"ALFRED -- A Simulated Playground for Connecting Language, Action, and Perception"(via Zoom)

Abstract: Vision-and-Language Navigation has become a popular task in the grounding literature, but the real world includes interaction, state-changes, and long horizon planning (Actually, the real world requires motors and torques, but let's ignore that for the moment).  We present ALFRED (Action Learning From Realistic Environments and Directives) as a benchmark dataset with the goal of facilitating more complex embodied language understanding.  In this talk, I'll discuss the benchmark itself and subsequent pieces of work enabled by the environment and annotations.  Our goal is to provide a playground for moving embodied language+vision research closer to robotics enabling the community to work on uncovering abstractions and interactions between planning, reasoning, and action taking.

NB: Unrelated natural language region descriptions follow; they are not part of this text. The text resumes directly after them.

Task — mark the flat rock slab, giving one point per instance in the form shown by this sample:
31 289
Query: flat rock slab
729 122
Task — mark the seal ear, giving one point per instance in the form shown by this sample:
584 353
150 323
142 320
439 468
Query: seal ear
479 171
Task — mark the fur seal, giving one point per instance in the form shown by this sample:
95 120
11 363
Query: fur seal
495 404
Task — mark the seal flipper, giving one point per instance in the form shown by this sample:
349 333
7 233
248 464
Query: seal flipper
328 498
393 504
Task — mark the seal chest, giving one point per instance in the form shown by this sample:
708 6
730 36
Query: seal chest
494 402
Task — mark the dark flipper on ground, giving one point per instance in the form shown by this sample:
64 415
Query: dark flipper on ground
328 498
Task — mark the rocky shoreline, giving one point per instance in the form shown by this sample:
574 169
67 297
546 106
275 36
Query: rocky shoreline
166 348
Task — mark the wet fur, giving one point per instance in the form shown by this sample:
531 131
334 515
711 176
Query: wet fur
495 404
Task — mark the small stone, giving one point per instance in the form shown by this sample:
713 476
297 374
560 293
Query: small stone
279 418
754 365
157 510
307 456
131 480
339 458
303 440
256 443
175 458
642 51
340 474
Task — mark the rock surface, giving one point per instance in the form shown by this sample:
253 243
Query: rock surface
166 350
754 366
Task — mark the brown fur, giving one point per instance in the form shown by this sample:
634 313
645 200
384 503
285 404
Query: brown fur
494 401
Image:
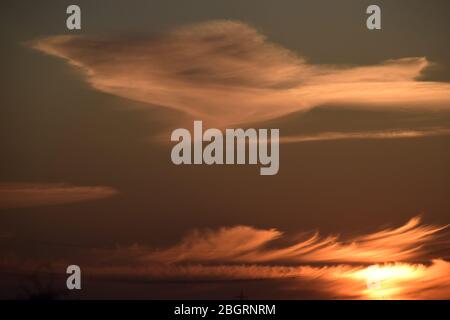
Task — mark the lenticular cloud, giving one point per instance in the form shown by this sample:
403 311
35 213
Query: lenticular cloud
226 72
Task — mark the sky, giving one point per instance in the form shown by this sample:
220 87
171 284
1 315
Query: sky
364 116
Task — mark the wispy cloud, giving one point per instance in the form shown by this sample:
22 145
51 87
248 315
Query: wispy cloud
16 195
249 245
226 72
378 265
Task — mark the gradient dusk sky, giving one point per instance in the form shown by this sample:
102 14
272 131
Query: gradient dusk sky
364 116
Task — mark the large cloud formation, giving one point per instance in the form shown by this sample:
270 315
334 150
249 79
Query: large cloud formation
392 263
226 72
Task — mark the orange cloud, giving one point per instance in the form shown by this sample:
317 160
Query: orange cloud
16 195
382 134
371 266
249 245
226 72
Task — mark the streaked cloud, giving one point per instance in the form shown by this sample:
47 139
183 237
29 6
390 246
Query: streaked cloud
226 72
249 245
376 265
17 195
382 134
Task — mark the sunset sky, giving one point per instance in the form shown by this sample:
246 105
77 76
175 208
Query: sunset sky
86 178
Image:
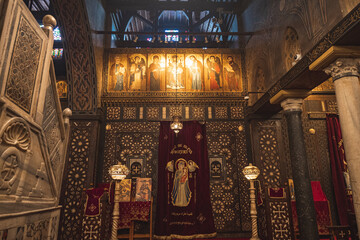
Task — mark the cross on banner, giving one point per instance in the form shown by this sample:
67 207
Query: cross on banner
281 230
91 232
278 211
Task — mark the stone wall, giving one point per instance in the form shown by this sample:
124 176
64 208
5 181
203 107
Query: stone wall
296 26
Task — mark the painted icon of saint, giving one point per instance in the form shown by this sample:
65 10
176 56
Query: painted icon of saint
175 72
137 73
155 74
232 74
214 68
181 193
195 67
117 73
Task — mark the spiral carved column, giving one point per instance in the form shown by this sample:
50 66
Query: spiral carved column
253 212
116 211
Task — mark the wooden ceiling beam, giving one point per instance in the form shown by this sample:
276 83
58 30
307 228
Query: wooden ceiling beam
144 20
169 5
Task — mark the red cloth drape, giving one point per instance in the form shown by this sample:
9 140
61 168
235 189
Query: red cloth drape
337 159
129 211
92 206
323 216
183 200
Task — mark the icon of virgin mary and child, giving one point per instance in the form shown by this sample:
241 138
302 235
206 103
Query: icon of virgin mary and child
181 193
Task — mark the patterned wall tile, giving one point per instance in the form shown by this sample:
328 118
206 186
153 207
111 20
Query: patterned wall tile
152 113
129 113
79 54
81 156
237 112
113 113
175 111
221 113
280 220
198 113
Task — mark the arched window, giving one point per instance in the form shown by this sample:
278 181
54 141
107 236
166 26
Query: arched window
291 48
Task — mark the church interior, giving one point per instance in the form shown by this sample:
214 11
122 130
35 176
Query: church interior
179 119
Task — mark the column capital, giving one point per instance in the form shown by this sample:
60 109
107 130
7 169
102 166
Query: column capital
342 67
332 54
292 104
283 95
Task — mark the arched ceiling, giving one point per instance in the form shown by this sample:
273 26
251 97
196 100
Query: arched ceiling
147 20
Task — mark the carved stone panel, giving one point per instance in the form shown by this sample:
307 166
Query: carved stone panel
24 65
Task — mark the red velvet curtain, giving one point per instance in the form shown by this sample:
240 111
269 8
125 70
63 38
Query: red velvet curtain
183 201
338 166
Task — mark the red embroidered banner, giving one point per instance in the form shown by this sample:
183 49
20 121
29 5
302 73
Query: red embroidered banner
92 206
129 211
323 215
183 208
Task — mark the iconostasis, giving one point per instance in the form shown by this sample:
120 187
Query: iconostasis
172 70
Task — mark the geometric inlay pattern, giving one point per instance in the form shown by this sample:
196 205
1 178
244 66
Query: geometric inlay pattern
129 113
269 154
175 111
229 195
198 113
221 113
237 112
113 113
81 149
152 113
23 66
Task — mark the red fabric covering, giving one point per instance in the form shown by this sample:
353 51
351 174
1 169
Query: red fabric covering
276 192
338 161
323 216
92 206
129 211
184 209
109 188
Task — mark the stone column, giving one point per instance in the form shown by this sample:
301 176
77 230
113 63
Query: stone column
303 192
345 73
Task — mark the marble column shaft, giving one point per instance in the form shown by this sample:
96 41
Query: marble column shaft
300 172
345 73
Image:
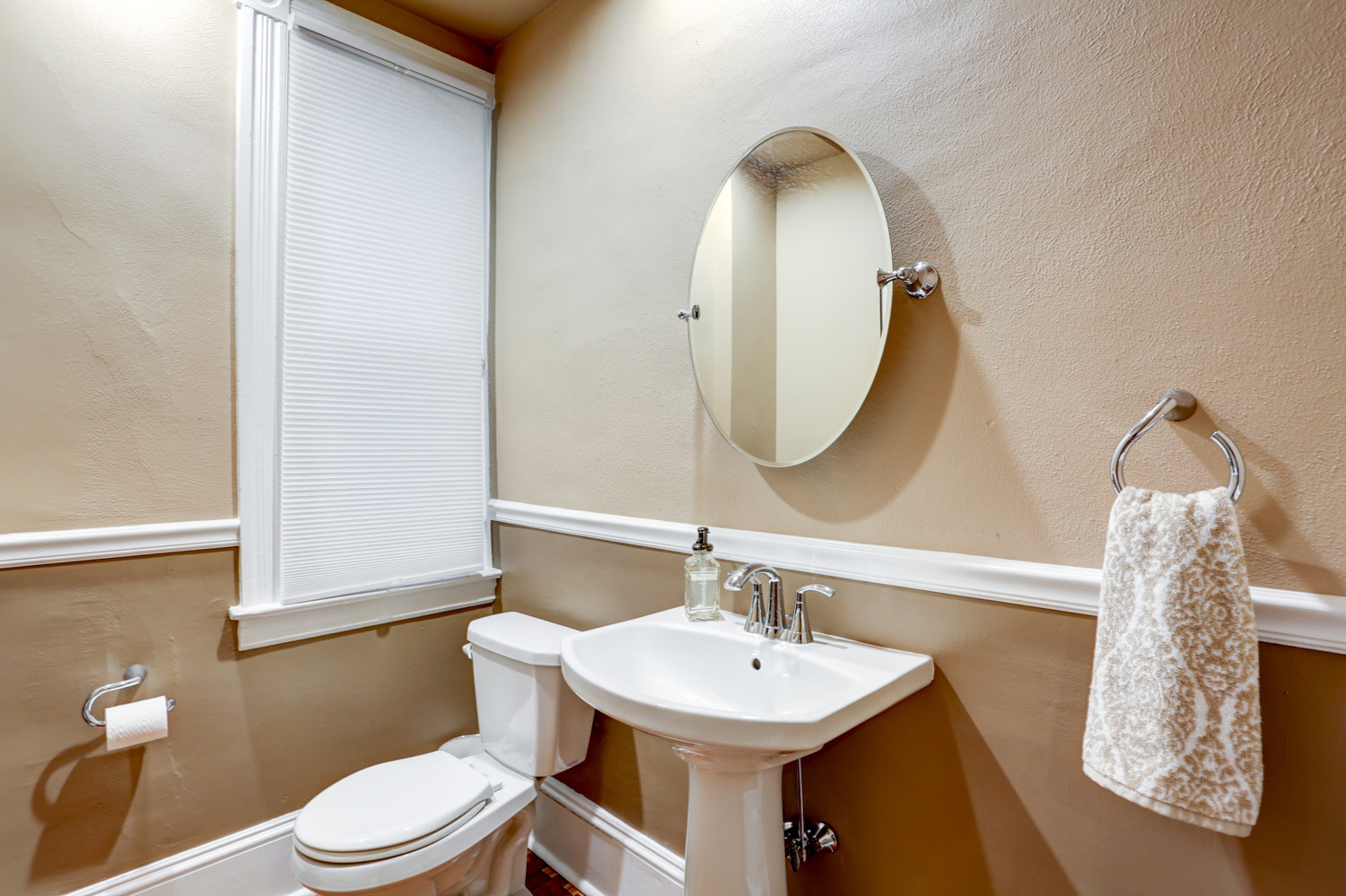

Bio: Yonatan Bisk is an Assistant Professor in the Language Technologies Institute at Carnegie Mellon University.  He received his PhD from The University of Illinois at Urbana-Champaign where he worked on CCG induction with Julia Hockenmaier. Having pursued CCG syntax instead of semantics for years, battling with Yoav over how best to approach language learning, he has conceded the fight and now focuses on language grounding where his primary research question is --  What knowledge can't be learned from text?